Let $V\subset \mathbb C$ be open and connected and $\mathcal F\subset H(V)$. If $\mathcal F$ is a normal family, then $\mathcal F' = \{f': f\in\mathcal F\}$ is also a normal family.

### Problem 2

1. The converse to the result in Problem 1 is false.
2. Find a "small" hypothesis to make the converse true.

### Problem 3

Let $V\subset \mathbb C$ be open and connected and $\mathcal F\subset H(V)$ a normal family.
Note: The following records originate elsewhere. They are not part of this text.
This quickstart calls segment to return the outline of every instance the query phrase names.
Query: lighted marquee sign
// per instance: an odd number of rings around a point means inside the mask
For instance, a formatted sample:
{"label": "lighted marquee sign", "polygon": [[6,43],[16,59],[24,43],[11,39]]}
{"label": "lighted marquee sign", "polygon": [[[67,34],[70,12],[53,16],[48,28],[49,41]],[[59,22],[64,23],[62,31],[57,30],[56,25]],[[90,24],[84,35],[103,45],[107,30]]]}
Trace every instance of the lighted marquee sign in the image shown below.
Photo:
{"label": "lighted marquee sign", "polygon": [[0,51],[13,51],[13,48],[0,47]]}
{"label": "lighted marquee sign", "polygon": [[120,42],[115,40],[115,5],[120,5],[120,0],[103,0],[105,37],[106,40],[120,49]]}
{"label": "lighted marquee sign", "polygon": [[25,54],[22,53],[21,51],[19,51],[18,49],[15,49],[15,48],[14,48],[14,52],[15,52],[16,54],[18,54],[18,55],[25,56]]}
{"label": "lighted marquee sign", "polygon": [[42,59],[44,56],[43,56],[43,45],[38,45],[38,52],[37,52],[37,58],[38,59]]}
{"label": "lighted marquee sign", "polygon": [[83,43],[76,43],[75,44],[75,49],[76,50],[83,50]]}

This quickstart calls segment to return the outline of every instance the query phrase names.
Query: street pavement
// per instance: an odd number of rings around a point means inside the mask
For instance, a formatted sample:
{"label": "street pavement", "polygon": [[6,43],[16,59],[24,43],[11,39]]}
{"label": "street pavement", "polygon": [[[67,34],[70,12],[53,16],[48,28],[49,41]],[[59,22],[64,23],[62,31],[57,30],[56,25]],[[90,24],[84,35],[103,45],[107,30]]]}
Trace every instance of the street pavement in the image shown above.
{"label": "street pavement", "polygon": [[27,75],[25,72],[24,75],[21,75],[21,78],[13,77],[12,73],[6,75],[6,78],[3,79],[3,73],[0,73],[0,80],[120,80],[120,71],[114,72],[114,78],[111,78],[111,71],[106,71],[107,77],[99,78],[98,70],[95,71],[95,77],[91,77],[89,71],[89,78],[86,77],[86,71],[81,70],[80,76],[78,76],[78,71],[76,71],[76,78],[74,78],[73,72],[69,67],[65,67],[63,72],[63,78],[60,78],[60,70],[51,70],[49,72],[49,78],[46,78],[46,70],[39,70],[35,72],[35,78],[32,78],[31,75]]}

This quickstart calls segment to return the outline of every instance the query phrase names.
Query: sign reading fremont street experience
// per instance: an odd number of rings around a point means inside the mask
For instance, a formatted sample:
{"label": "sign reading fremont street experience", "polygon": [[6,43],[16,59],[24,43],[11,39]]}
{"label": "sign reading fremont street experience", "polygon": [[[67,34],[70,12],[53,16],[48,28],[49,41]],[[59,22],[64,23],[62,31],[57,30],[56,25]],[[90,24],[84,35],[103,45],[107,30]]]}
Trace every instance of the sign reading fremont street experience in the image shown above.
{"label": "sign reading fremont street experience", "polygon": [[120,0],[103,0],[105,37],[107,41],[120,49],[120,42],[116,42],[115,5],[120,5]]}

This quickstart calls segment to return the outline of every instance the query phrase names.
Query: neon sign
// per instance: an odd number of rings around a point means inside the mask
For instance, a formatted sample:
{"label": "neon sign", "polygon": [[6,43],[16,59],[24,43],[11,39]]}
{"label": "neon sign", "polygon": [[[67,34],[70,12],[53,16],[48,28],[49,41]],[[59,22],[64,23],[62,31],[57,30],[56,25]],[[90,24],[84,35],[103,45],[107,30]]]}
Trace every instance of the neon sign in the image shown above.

Let $f_n\in \mathcal F$ a sequence such that $f_n(z)\to f(z)$ for each $z\in S\subset V$, where $S$ has a limit point in $V$ and $f\in H(V)$. Then $f_n\to f$ in $H(V)$.

### Problem 4

Let $V\subset \mathbb C$ be open, $M>0$, and
$\displaystyle\mathcal F = \Big\{ f\in H(V): \iint_V |f(z)|^2 dxdy \le M \Big\}$.
Then $\mathcal F$ is a normal family.

### Problem 5

Let $V\subset \mathbb C$ be open and connected and $\{f_n\}\subset H(V)$ a normal family such that each $f_n$ is never zero in $V$. If there exists $z\in V$ such that $f_n(z)\to 0$, then $f_n\to 0$ in $H(V)$.